Piazzesi was, curiously, dressed in full 1945 American military uniform, as were two dozen men in her large garden, military reenactors from a local society celebrating the liberation. Houston himself was a celebrity: Italian men dressed as GIs and paratroopers, in full original uniforms, posed with him for photographs. A convoy of original American military vehicles was parked in the garden, ready to drive out to Lucca for a celebratory parade. Garands and .45 Thompsons were clipped across the bonnets of Willys Jeeps; reenactors sported M1 carbines. Somebody even had a flamethrower. Some of the reenactment society were dressed not in American military uniforms, or as U.S. nurses, or as partisans, but as German soldiers. In the shade of a pine tree, a man dressed in the full summer uniform of the Wehrmacht lugged a deactivated MG-42 across the garden. The atmosphere was easygoing and relaxed. At dusk, leading the way, spearheading the crowd, Ivan Houston climbed into a Willys Jeep and rolled into Lucca for the 70th anniversary of its liberation.

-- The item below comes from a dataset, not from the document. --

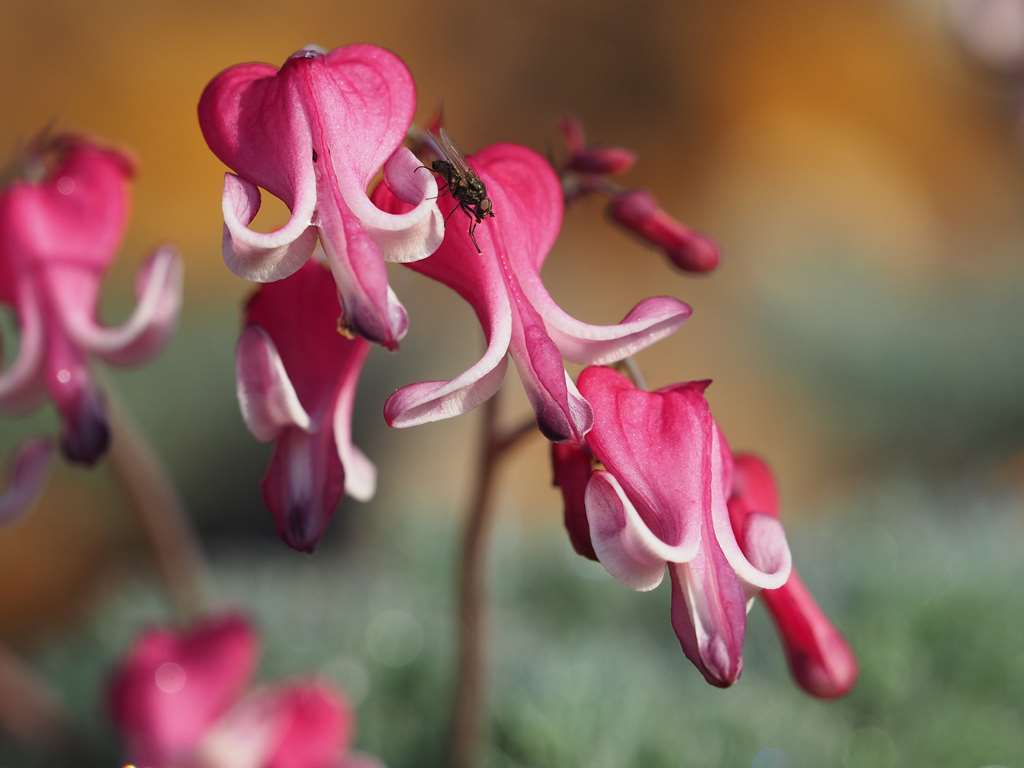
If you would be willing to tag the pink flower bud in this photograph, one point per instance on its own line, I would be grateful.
(637, 210)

Arriving back in the United States shortly afterward, he received a letter from an old colleague from the 92nd, Emmett Chappelle, whom he had last seen seventy years before. They had sat together on the train to basic training, and after that, Houston had never seen him again. Now here he was, back in touch. In the intervening seventy years, Chappelle had become a well-known engineer at NASA, designing ways to keep astronauts alive in space. But as he said to Houston on the telephone that evening, “So much of who I became—and who I am now—was determined by my years as a Buffalo Soldier.”